Let’s start by computing the accuracy:

让我们从计算精度开始:

This, itself, might already be considered problematic…

这本身可能已经被认为是有问题的……

The accuracy score includes both kinds of errors:

准确性分数包括两种错误:

  • false positives (defendant is predicted as medium/high risk but does not re-offend)

    误报(被告被预测为中/高风险,但不会再次冒犯)
  • false negatives (defendant is predicted as low risk, but does re-offend)

    假阴性(被告被预测为低风险,但会再次犯罪)

but these errors have different costs. It can be useful to pull them out separately, to see the rate of different types of errors.

但是这些错误会带来不同的成本。 分开拉出它们以查看不同类型错误的发生率可能很有用。
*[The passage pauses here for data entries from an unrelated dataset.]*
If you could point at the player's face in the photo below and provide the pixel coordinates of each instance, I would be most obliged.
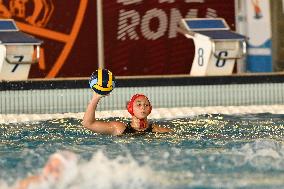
(141, 107)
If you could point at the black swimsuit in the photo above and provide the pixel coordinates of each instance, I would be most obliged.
(130, 129)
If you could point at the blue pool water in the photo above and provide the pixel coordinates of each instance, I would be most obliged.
(207, 151)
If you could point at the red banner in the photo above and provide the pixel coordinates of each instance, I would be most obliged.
(140, 36)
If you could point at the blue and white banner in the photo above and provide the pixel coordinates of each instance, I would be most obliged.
(259, 57)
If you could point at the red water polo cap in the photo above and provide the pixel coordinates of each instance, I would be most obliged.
(130, 103)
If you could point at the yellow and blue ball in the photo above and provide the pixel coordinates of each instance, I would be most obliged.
(102, 81)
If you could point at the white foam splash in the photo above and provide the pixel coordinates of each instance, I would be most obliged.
(104, 173)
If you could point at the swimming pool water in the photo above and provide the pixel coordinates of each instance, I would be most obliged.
(206, 151)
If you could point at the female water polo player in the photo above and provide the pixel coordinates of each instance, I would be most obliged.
(139, 107)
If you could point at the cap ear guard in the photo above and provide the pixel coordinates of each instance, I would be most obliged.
(130, 107)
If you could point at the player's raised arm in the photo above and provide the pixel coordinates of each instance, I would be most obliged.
(102, 83)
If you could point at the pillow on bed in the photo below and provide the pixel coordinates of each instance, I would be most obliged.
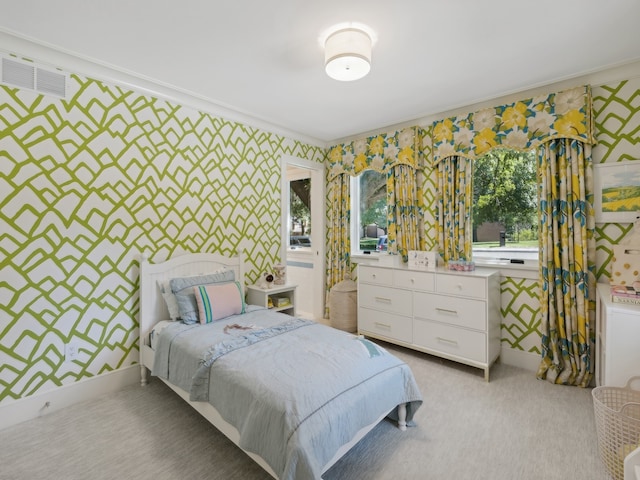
(182, 288)
(218, 301)
(169, 299)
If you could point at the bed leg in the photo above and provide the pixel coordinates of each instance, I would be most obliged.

If we create a confusion matrix, we can use it to derive a whole set of classifier metrics:

如果我们创建混淆矩阵,则可以使用它来导出一整套分类器指标:

  • True Positive Rate (TPR) also called recall or sensitivity

    真阳性率(TPR)也称为召回率或敏感性
  • True Negative Rate (TNR) also called specificity

    真阴性率(TNR)也称为特异性
  • Positive Predictive Value (PPV) also called precision

    正预测值(PPV)也称为精度
  • Negative Predictive Value (NPV)

    负预测值(NPV)
  • False Positive Rate (FPR)

    误报率(FPR)
  • False Discovery Rate (FDR)

    错误发现率(FDR)
  • False Negative Rate (FNR)

    假阴性率(FNR)
  • False Omission Rate (FOR)

    错误遗漏率(FOR)

To use the theory into practice we can use various approach for the same.

为了将理论应用到实践中,我们可以对它使用多种方法。

We can also use sklearn's confusion_matrix to pull out these values and compute any metrics of interest:

我们还可以使用sklearnconfusion_matrix提取这些值并计算任何感兴趣的指标:

We get the following distribution :

我们得到以下分布:

  • True negatives: 2681

    真实底片:2681
  • False positives: 1282

    误报:1282
  • False negatives: 1216

    假阴性:1216
  • True positives: 2035

    真实肯定:2035年

Or we can compute them directly using crosstab -

或者我们可以使用crosstab直接计算它们-

Here, we normalize by row — show the PPV, FDR, FOR, NPV:

在这里,我们按行归一化-显示PPV,FDR,FOR和NPV:

Here, we normalize by column— show the TPR, FPR, FNR, TNR:

在这里,我们按列进行归一化-显示TPR,FPR,FNR,TNR:

Overall, we see that a defendant has a similar likelihood of being wrongly labeled a likely recidivist and of being wrongly labeled as unlikely to re-offend:

总体而言,我们发现被告被错误地标记为可能的累犯的可能性以及被错误地标记为不太可能再次犯罪的可能性相似:

We can also directly evaluate the risk score, instead of just the labels. The risk score is meant to indicate the probability that a defendant will re-offend.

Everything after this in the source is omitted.